Hope’s eyes snapped open. She wiped at the tears with her shirtsleeves and stood. “Of course you are. So am I. Son, I’m going out for food. There’s a trader down the street who will have opened by now. You stay here. Don’t touch anything, and don’t open the door! You cannot be seen by anyone. Anyone. ”
“I don’t know what to do,” Rafe said, and he felt his own tears coming. “Everyone I know is dead. I have to get back to Uncle Vance, he’ll know what to do. He’ll look after me.”
“Is that the same uncle that left you to wander to the outskirts of the hidden districts? Not a good place to be, son. It’s a good job it was me who found you and not someone else.” Hope shrugged on a cloak and picked up a couple of objects from a table against a wall.
“He’s all I have left,” Rafe said, heartbroken at the truth of things. “He’ll help me.”
“Well, whatever. Stay here for now. I’ll be back before you notice I’m gone. Then we can eat and talk things over a little more.” Hope smiled at him before leaving, but it was not an expression that made Rafe feel comfortable and safe.
HOPE EMERGED ONTOthe street and leaned against a wall for a moment, gathering her thoughts. There was plenty she had not told Rafe, but he was a mass of mysteries himself. He mourned dead parents that she was certain were not his. He wished for an uncle who was no relation, someone who had been so keen to help that he had let his grief-stricken “nephew” out into the streets around the hidden districts. He was a young lad barely embracing manhood, and yet he could well hold the future in his palms.
Hope shook her head. She had heard so many stories, so much wild mythology twisted over time so that any spark of truth must be long malformed, that she had stopped truly believing years ago. And now magic was alive and well in her basement rooms. She had thought she still believed, had continued living as though she knew it would happen eventually, but in reality, she had given up hope.
He has no navel. But even that was now more myth than anything else. She was thrilled, excited and terrified, but it might take some time for her belief to catch up with her enthusiasm. And perhaps it would take proof.
If Rafe was truly a conduit for magic reborn, she must surely see it soon.
She walked past traders setting their stalls and dodged people slumped in the gutters, drunkenness having negated prejudice to collapse them all together.
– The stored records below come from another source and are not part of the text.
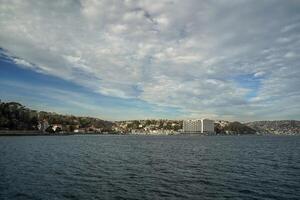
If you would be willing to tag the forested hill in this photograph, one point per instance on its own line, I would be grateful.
(15, 116)
(281, 127)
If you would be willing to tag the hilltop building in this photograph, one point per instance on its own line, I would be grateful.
(204, 126)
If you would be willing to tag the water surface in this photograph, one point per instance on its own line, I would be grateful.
(150, 167)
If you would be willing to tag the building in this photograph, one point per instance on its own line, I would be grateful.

The streets were coming slowly to life, and most people walked slowly, like apathetic blood through the veins of the aging city. Hope stepped aside to let an old fodder pass by, the woman’s flabby stomach and breasts almost reaching her thighs. She wondered whether a woman from a race once bred for food could ever truly hope for anything more. If magic returned, would it help? Nobody really knew. Nobody alive now had known magic. It was a mystery, and evidence of its previous existence had been melting away. Those dead machines she could see around her had merged into buildings, many of the machines put to disrespectful use: a toilet; a water trough for horses; the frame of a brothel doorway. These things that generations ago had performed miracles were now merely building blocks of today’s degradation.
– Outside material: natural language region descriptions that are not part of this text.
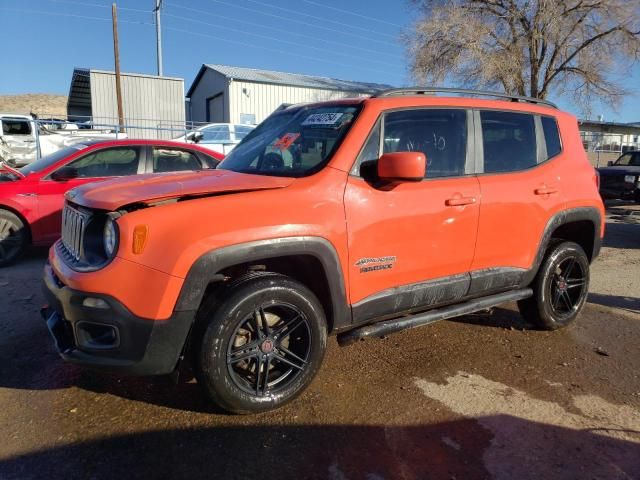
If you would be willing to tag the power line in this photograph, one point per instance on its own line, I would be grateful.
(301, 22)
(58, 14)
(366, 17)
(255, 24)
(274, 39)
(315, 17)
(88, 4)
(253, 45)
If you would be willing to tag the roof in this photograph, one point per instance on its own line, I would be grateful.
(80, 88)
(290, 79)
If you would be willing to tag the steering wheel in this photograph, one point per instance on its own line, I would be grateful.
(272, 161)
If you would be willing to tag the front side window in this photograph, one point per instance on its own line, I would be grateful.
(292, 143)
(112, 162)
(509, 141)
(174, 160)
(629, 160)
(15, 127)
(438, 133)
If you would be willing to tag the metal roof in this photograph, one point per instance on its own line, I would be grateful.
(290, 79)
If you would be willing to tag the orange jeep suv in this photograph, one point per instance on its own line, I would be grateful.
(358, 217)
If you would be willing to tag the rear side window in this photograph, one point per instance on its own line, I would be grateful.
(551, 136)
(440, 134)
(509, 141)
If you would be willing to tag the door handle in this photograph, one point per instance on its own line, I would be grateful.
(545, 190)
(459, 201)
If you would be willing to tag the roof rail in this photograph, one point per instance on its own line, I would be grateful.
(459, 91)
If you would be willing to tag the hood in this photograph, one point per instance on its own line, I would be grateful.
(150, 188)
(619, 170)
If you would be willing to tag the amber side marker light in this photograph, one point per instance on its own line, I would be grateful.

She arrived at her destination and stood by while Mogart opened his shop. He was an old man, a coal miner whose stockiness had long since gone to fat, and Hope was used to him being slow.
“Morning, Mogart.”
“Eh? Oh, Hope, you damn witch! What brings you here so early? I thought you preferred the dark.”
“I’m hungry, you old fool.” She clapped him on the shoulder and grimaced at the puff of dust from his clothes. “Anything tasty this morning?”